I’ve had it with Starbuck’s. My favorite freaking coffee shop has been Starfucked.
This once was a pleasant enough, genteel sort of place. The kind of place where they did not discriminate hiring on the basis of body art. They would hire people who looked like they bathed, and who could hold five orders in their heads at a time.
But no, it’s been Starfucked, as in bought out by Starbuck’s.
Now you can’t even get a Pitch Weekly. They don’t allow them in the store. They’re FREE for the luvva Fudd, but they’re not allowed to be distributed in the corporate death hole that is Starbuck’s.
Worse, they don’t sell a medium cup of coffee. I walk in, smile my crooked smile and ask for “a medium cup of coffee, please.”
“A Grande drip?” asks the perkyguy.
“No, thank you. I’d like a medium size cup of coffee.”
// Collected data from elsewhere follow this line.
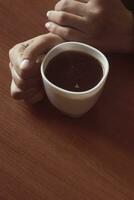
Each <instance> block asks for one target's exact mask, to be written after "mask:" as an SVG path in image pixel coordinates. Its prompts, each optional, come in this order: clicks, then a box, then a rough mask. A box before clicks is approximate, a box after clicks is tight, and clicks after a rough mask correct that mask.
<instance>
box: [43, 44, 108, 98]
mask: <svg viewBox="0 0 134 200" xmlns="http://www.w3.org/2000/svg"><path fill="white" fill-rule="evenodd" d="M66 44H75V45H80V46H85V47H87V48H90V50H93V51H95V52H96V53H97V54H99V55H101V57H102V58H103V59H104V61H105V65H106V68H105V71H104V74H103V76H102V78H101V79H100V81H99V82H98V83H97V84H96V85H95V86H94V87H92V88H90V89H89V90H85V91H81V92H75V91H70V90H66V89H63V88H61V87H59V86H56V85H55V84H53V83H52V82H51V81H49V80H48V79H47V77H46V76H45V73H44V66H45V65H44V63H45V61H46V59H47V57H48V56H49V55H50V54H51V53H52V52H53V51H55V49H57V48H59V47H60V46H63V45H66ZM57 55H58V54H57ZM108 72H109V62H108V60H107V58H106V56H105V55H104V54H103V53H102V52H101V51H100V50H98V49H97V48H95V47H93V46H90V45H87V44H85V43H82V42H62V43H60V44H58V45H56V46H54V47H53V48H52V49H51V50H50V51H48V53H47V54H46V55H45V57H44V59H43V61H42V63H41V75H42V78H43V79H45V81H46V82H47V83H48V84H49V85H51V86H52V87H53V88H55V89H58V90H59V91H61V92H64V93H66V94H73V95H74V94H75V95H85V94H88V93H89V92H90V93H91V92H94V91H95V90H96V89H97V88H98V87H99V86H100V85H101V84H102V83H103V82H104V81H105V79H106V78H107V75H108Z"/></svg>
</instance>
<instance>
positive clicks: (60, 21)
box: [46, 0, 134, 52]
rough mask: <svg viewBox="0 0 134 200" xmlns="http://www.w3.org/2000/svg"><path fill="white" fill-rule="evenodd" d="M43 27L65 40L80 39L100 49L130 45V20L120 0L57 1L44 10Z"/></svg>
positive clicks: (74, 40) (113, 50) (132, 40)
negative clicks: (58, 1)
mask: <svg viewBox="0 0 134 200" xmlns="http://www.w3.org/2000/svg"><path fill="white" fill-rule="evenodd" d="M47 16H48V20H49V22H47V23H46V28H47V29H48V30H49V31H50V32H52V33H55V34H57V35H59V36H61V37H62V38H64V39H65V40H67V41H80V42H84V43H87V44H89V45H93V46H95V47H97V48H99V49H101V50H103V51H107V52H108V51H109V52H111V51H112V52H118V51H119V52H130V51H132V50H133V48H134V43H133V37H134V30H133V25H134V19H133V15H132V13H131V12H130V11H128V10H127V9H126V8H125V6H124V5H123V4H122V2H121V0H110V1H108V0H78V1H76V0H60V1H59V2H58V3H57V4H56V6H55V10H52V11H49V12H47Z"/></svg>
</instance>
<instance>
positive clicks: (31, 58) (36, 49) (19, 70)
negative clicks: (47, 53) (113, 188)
mask: <svg viewBox="0 0 134 200" xmlns="http://www.w3.org/2000/svg"><path fill="white" fill-rule="evenodd" d="M58 43H61V38H58V36H55V35H53V34H45V35H41V36H38V37H36V38H34V39H32V41H28V45H27V47H25V48H24V46H23V43H21V44H18V45H16V46H15V47H14V48H13V49H11V50H10V52H9V56H10V61H11V63H12V65H13V66H14V68H15V70H16V72H17V73H18V75H19V76H20V77H21V78H23V79H28V78H29V77H31V73H32V72H33V71H34V70H36V67H37V65H36V64H35V63H36V60H37V59H38V57H39V56H40V55H42V54H44V53H45V52H47V51H48V50H49V49H50V48H51V47H52V46H54V45H55V44H58ZM38 66H39V65H38ZM37 70H38V69H37Z"/></svg>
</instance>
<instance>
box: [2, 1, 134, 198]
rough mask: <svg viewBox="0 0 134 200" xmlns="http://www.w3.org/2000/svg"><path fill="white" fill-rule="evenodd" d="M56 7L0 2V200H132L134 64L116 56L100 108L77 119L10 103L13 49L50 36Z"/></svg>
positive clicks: (133, 102)
mask: <svg viewBox="0 0 134 200" xmlns="http://www.w3.org/2000/svg"><path fill="white" fill-rule="evenodd" d="M55 2H56V1H52V0H51V1H50V0H48V1H47V0H44V1H41V0H40V1H36V0H23V1H20V0H18V1H17V0H12V1H11V0H4V1H0V200H133V199H134V59H133V56H132V55H111V56H108V59H109V62H110V74H109V78H108V81H107V84H106V87H105V89H104V92H103V94H102V96H101V98H100V100H99V101H98V103H97V104H96V105H95V107H94V108H93V109H92V110H91V111H90V112H88V113H87V114H86V115H85V116H83V117H82V118H79V119H71V118H69V117H66V116H64V115H63V114H61V113H60V112H58V111H57V110H56V109H55V108H54V107H52V106H51V104H50V103H49V102H48V100H47V99H46V100H44V102H42V103H39V104H37V105H35V106H28V105H26V104H25V103H24V102H23V101H15V100H13V99H12V98H11V97H10V81H11V76H10V72H9V68H8V62H9V60H8V50H9V49H10V48H11V47H12V46H13V45H15V44H16V43H18V42H22V41H24V40H27V39H29V38H32V37H34V36H36V35H39V34H42V33H45V31H46V30H45V28H44V22H45V20H46V18H45V13H46V11H47V10H49V9H50V8H51V9H52V8H53V6H54V4H55Z"/></svg>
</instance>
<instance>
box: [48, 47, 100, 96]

“We have Tall, Grande and Venti.”
“How horrible for you, that they make an intelligent young man like you say that to college-educated people with a straight face. I want the medium-sized cup of coffee. To go. Please.”
Vente is Italian for twenty. Grande is the name of a rio in Texas. And Tall - Why is the smallest one named Tall? for the same reason 350-lb. bikers are named “Tiny?”
I guess I have to elbow my way up to the counter at Muddy’s from now on.
1 comment:
"Tiny".
snort.
I always loved the Harlem Globetrotter "Curly" when I was a kid (still do) because of the irony.
Starbucks should leave the irony to the Globetrooters and bikers of the world.